Le ministère israélien de la Culture et des Sports s'apprête à distribuer près de 140 millions de shekels cette année via son dispositif historique d'incitation dit du « joueur israélien », rapporte ONE, mais la manière dont cette somme est répartie entre les différents sports a provoqué une vive polémique parmi les clubs d'élite.

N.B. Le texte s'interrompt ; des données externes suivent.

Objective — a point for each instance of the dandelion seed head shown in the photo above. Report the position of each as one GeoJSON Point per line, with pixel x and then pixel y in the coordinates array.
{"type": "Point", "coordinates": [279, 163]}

Contrairement à ce que son nom au singulier pourrait laisser penser, ce fonds ne correspond pas à un versement lié au transfert d'un unique footballeur ou basketteur. Il s'agit d'une subvention annuelle versée par le ministère aux clubs israéliens de plusieurs disciplines, calculée en fonction du temps de jeu accordé aux joueurs éligibles au titre israélien, un mécanisme conçu pour encourager le développement des talents locaux plutôt que le recours aux joueurs importés.

Selon les chiffres rapportés par ONE, les clubs masculins de Premier League de football devraient recevoir la plus grosse enveloppe individuelle, environ 2,5 millions de shekels par équipe. Mais ce sont les montants suivants qui ont déclenché la controverse : les clubs féminins de Premier League de basket-ball devraient toucher environ 1,989 million de shekels chacun, devant les clubs masculins de basket-ball avec environ 1,584 million.

Les clubs féminins de Premier League de football, eux, devraient recevoir environ 1,206 million de shekels, tandis que les équipes féminines de basket-ball de National League percevront environ 747 000 shekels. Les clubs masculins de volley-ball sont prévus pour environ 432 000 shekels et les clubs masculins de handball pour environ 374 000 shekels, selon la ventilation présentée par ONE.

Le point de friction pour les dirigeants du football réside dans l'écart entre les enveloppes allouées au basket-ball masculin et féminin et celle destinée au football féminin, alors qu'une équipe de football aligne onze joueuses à la fois contre cinq au basket-ball, et supporte donc des coûts de fonctionnement bien plus élevés par équipe.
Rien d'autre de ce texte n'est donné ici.